Aufstand der Anständigen, Anno 89

anno89

  1. #1 von Harald am 29/10/2015 - 10:30

    „Wir sprechen diesen Elementen das Recht ab,
    für ihre Zwecke Lieder und Losungen der Arbeiterklasse zu nutzen.
    Letzlich versuchen sie damit nur,
    ihre wahren Ziele zu verbergen.“

    „Wir sprechen diesen Elementen das Recht ab,
    die Nationalhymne und die Fahne der „Bun“d“es“republik“ Deutschland“ zu nutzen.
    Letzlich versuchen sie damit nur,
    ihre wahren Ziele zu verbergen.“

  2. #2 von Ein Widerlicher aus Sachsen am 29/10/2015 - 12:12

    “Wir sprechen diesem Pack das Recht ab,
    die Nationalhymne und die Fahne der “Bun”d”es”republik” Deutschland” zu nutzen.
    Letzlich versuchen sie damit nur,
    ihre wahren Ziele zu verbergen.”

  3. #3 von glockzilla am 29/10/2015 - 12:56

    Erstaunt? Geschichte wiederholt sich eben, wenn nicht dazugelernt wird.
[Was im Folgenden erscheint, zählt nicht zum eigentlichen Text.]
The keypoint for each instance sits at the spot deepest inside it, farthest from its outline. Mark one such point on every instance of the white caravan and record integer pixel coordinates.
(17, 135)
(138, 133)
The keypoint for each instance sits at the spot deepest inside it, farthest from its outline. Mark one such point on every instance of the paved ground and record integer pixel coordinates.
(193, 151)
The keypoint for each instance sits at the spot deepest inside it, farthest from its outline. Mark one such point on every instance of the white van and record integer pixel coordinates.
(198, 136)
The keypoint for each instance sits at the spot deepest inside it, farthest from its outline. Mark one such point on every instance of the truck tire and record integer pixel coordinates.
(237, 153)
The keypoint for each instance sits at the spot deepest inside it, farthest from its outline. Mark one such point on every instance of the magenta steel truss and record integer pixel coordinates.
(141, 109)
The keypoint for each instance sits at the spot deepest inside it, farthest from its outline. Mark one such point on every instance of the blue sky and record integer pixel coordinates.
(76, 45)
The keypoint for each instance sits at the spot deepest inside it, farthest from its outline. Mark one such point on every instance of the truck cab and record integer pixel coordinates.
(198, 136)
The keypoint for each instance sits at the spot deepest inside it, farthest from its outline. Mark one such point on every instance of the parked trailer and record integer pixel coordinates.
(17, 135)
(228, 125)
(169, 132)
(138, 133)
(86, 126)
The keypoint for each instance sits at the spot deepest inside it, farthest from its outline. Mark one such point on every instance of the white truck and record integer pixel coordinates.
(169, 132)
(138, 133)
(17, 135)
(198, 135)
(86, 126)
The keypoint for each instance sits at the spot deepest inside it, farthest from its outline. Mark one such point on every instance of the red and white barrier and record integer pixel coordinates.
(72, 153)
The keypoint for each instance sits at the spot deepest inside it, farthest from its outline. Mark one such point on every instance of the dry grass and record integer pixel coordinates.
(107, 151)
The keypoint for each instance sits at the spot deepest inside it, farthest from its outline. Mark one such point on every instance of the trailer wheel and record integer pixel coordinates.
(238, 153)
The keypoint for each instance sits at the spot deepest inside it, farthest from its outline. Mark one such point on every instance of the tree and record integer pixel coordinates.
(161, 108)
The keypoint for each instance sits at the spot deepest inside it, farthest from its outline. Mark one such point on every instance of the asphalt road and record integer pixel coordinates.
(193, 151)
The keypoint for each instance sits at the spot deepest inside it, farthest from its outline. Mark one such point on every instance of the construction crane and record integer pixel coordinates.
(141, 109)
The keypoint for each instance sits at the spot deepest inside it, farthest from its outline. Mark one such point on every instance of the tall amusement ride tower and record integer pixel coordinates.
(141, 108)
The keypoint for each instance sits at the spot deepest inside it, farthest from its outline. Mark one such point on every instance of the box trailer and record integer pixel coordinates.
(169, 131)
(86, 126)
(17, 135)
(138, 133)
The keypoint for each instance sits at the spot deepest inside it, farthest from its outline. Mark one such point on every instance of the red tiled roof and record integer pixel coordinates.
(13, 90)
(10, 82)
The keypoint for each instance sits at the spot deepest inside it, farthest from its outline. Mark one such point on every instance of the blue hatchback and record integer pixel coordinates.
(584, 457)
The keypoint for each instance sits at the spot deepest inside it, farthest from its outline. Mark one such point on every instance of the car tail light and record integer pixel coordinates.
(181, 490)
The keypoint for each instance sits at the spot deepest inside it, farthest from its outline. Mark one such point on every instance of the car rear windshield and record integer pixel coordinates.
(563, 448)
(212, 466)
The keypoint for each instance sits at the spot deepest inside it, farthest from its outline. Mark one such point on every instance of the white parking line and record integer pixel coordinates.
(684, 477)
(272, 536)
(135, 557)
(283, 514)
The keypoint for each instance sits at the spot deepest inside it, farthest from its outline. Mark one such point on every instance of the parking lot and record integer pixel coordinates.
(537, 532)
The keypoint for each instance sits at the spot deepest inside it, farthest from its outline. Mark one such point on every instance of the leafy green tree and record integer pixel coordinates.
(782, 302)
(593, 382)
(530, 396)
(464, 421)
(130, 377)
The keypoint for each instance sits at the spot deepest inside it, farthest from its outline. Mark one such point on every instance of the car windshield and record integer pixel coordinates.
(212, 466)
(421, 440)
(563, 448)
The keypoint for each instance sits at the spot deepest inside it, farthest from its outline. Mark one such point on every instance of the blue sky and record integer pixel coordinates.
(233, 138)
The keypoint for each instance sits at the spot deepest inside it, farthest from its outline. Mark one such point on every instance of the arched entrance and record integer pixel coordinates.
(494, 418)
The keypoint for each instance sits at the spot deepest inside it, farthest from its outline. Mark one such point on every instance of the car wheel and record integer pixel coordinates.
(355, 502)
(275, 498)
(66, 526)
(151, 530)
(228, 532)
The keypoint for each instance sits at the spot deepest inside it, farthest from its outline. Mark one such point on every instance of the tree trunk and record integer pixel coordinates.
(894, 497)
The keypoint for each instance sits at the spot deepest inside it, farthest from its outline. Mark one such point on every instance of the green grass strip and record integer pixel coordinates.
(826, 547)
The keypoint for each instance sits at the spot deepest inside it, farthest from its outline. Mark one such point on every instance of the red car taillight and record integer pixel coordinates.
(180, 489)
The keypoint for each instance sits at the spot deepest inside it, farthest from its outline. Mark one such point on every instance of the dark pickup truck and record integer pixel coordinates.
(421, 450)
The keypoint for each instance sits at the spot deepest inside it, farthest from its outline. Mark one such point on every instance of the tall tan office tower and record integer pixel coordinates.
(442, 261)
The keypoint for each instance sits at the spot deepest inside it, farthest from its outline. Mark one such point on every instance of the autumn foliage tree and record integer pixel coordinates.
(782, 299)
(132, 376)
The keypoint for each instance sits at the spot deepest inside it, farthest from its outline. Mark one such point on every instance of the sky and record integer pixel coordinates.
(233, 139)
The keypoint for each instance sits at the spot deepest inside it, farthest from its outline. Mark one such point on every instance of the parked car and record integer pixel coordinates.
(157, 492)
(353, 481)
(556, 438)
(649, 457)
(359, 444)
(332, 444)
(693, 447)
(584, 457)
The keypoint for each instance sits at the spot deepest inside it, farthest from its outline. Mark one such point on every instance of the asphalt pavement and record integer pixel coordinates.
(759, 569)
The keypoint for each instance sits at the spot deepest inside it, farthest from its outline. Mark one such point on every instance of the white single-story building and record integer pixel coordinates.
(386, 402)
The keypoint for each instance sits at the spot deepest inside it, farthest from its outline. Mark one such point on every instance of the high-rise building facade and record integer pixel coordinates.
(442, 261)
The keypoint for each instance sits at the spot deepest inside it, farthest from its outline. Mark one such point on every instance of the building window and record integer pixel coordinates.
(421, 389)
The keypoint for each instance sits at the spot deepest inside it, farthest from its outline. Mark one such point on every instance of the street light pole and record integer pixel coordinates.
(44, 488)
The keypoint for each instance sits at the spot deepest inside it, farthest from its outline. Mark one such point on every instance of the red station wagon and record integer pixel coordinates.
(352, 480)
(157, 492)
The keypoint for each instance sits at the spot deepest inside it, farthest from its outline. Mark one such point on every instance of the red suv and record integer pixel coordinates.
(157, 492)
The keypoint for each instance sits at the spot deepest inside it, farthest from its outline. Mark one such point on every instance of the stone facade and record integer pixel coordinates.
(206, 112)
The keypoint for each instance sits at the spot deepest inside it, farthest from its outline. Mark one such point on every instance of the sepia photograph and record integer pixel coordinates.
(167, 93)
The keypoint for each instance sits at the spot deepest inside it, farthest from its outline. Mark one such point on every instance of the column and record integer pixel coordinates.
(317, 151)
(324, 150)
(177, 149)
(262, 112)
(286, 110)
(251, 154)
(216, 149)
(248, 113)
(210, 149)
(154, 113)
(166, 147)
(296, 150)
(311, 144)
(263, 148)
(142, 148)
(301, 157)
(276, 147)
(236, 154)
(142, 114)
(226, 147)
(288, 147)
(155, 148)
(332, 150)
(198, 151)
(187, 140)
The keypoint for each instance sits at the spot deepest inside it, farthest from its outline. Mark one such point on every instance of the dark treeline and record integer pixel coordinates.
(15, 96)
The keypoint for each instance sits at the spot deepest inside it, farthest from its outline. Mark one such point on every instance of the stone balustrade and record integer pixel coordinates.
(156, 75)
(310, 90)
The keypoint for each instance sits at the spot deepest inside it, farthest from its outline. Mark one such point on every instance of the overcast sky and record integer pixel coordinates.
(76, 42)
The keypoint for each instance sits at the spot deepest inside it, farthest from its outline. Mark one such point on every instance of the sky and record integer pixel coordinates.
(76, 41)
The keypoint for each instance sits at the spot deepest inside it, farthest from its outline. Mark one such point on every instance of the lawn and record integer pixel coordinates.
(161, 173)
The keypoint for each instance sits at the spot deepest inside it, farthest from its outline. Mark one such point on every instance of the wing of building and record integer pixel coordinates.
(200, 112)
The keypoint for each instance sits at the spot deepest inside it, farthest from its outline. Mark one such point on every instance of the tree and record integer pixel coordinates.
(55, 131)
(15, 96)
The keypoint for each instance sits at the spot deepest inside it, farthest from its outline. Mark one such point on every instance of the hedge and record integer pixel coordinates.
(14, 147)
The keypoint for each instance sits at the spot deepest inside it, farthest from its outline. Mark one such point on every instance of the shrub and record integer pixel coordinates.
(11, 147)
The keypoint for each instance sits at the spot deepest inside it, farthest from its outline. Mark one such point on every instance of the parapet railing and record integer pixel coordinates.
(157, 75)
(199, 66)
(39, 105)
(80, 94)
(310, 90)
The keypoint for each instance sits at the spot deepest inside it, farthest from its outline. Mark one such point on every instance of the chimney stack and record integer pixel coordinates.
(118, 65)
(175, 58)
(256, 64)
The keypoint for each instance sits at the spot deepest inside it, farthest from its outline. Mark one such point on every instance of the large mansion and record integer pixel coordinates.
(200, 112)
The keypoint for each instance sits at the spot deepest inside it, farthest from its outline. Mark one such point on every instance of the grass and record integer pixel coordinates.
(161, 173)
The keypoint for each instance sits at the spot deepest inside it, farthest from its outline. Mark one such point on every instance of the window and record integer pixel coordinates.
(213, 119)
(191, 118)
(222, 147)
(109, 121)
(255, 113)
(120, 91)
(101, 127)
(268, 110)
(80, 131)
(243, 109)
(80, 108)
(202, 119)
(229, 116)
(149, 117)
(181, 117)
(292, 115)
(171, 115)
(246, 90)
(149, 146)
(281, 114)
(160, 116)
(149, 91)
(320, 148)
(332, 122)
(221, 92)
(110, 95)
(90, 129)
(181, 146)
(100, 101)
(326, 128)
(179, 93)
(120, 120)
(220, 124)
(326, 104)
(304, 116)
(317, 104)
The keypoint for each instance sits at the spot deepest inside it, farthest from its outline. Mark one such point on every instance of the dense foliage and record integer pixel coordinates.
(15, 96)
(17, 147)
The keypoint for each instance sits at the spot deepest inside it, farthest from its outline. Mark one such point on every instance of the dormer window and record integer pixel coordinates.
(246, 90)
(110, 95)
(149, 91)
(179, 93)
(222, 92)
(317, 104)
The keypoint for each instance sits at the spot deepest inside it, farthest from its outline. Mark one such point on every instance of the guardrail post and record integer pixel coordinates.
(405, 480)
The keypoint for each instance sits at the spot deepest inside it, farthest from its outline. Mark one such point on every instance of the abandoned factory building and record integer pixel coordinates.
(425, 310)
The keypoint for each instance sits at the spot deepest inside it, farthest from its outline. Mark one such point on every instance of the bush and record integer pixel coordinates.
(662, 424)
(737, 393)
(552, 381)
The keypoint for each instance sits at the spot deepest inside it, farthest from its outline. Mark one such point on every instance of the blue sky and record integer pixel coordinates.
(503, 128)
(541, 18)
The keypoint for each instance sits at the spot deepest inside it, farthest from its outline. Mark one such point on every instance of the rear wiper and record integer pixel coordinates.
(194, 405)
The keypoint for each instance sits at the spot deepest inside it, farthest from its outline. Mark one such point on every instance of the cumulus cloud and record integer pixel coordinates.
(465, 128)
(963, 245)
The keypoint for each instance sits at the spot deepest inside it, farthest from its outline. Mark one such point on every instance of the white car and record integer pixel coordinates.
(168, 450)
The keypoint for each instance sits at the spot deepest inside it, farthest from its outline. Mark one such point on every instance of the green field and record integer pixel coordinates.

  4. #4 von Lomar am 29/10/2015 - 13:48

    Und wir sprechen diesen Elementen das Recht ab, vor beleuchteten Domen zu demonstrieren.

    Ihr Bischof

  5. #5 von rob567 am 29/10/2015 - 14:13

    Was macht denn der Günter heute?

  6. #6 von Lomar am 29/10/2015 - 14:31

    Was der Günter heute macht, ist mir eigentlich egal. Vielleicht ist er ja schon tot oder er sitzt für die CDU in irgend einem Landesparlament. Was mich interessiert ist: Was machen die Bischöfe heute? Gibt es eigentlich im Osten Deutschlands noch Bischöfe, die gebürtig in der DDR sind, d.h. mit Diktaturerfahrung? Oder sind es inzwischen alle gebürtige Wessis? Mir fällt erstmal keiner ein, weder katholisch noch evangelisch, der seine Sozialisation in der DDR hatte.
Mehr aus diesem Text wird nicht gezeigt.